Clojure Where it Counts: Tidying Data Science Workflows
Data cleaning and organization is a tedious and time consuming part of any data science workflow. To address these pain points at the Parker Institute for Cancer Immunotherapy, we turned to Clojure to handle our complex and semantically rich datasets, such as molecular and clinical data from patients undergoing cancer therapy with experimental treatments. Our solution is centered around Datomic, and we have built a number of tools to integrate this database in a data science environment. These tools include a configurable data-driven ETL pipeline (that does not require writing any code or knowledge of Datomic internals) and libraries for writing Datalog queries and using the results directly within R. Rather than re-implementing analysis code in Clojure, we bring Clojure’s unique strengths to an existing data science environment
Pier Federico Gherardini
Parker Institute for Cancer Immunotherapy
@pfgherardini
Pier Federico Gherardini is Director of Informatics at The Parker Institute for Cancer Immunotherapy. His work focuses on the development of computational methods for the visualization and analysis of high-dimensional data, with a particular focus on single-cell analysis.
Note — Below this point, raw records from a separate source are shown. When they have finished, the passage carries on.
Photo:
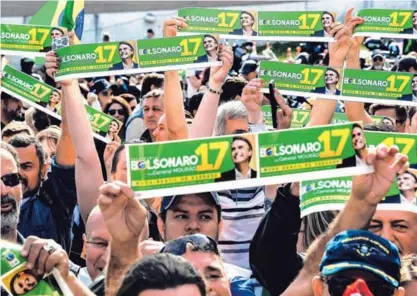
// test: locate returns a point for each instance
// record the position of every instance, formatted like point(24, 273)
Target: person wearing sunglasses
point(118, 108)
point(11, 194)
point(358, 262)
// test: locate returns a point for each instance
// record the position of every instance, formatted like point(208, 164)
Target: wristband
point(213, 91)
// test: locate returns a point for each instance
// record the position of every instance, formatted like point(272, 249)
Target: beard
point(9, 220)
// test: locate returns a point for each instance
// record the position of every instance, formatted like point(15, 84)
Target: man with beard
point(241, 156)
point(331, 79)
point(247, 20)
point(327, 19)
point(359, 145)
point(11, 109)
point(11, 194)
point(210, 45)
point(126, 53)
point(49, 197)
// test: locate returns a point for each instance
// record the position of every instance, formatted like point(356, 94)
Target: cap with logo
point(360, 249)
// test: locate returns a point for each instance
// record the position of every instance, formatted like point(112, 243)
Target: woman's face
point(55, 98)
point(116, 110)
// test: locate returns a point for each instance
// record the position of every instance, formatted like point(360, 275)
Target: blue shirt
point(49, 214)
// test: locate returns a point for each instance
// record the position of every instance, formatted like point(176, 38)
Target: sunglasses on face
point(337, 286)
point(199, 242)
point(11, 180)
point(119, 111)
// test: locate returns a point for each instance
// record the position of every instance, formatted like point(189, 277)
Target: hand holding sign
point(387, 162)
point(124, 216)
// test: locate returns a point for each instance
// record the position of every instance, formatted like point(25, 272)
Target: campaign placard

Dr. Gherardini has a strong passion for the development and application of new technologies and for thinking about the challenges such technologies bring to data analysis and interpretation. At PICI, his work focuses on the implementation of advanced assay technologies for the analysis of clinical samples, from evaluating new approaches, to developing computational methods to visualize and analyze the resulting data. Dr. Gherardini is also interested in tools that support human-driven analysis of complex datasets, including interactive visualization methods, and information systems that can support a rapid iteration cycle of analysis and interpretation.
Prior to joining PICI, Dr. Gherardini was a postdoctoral fellow in the lab of Garry P. Nolan at Stanford, where he performed both computational and wet lab work. While at Stanford he developed a technology for highly multiplexed simultaneous measurement of proteins and RNAs in single cells by mass cytometry, as well as a method for building an interactive map of the immune system that incorporates prior knowledge about major cell types.
Dr. Gherardini holds master’s and doctoral degrees from the University of Rome Tor Vergata in Italy and a certificate from the Ignite program in innovation and entrepreneurship from the Stanford University Graduate School of Business.
Ben Kamphaus
Ben Kamphaus is a software developer and data scientist at Cognitect. He has a PhD in Geography from SUNY Buffalo where he got his initial exposure to interdisciplinary challenges in data infrastructure, including the use of ontologies, RDF, and other approaches to finding and expressing common data representations. These days he relies heavily on Clojure and Datomic to stay sane when moving data between systems and use contexts. In his free time he hikes, runs, climbs, writes science fiction, and produces electronic music as PatternShift.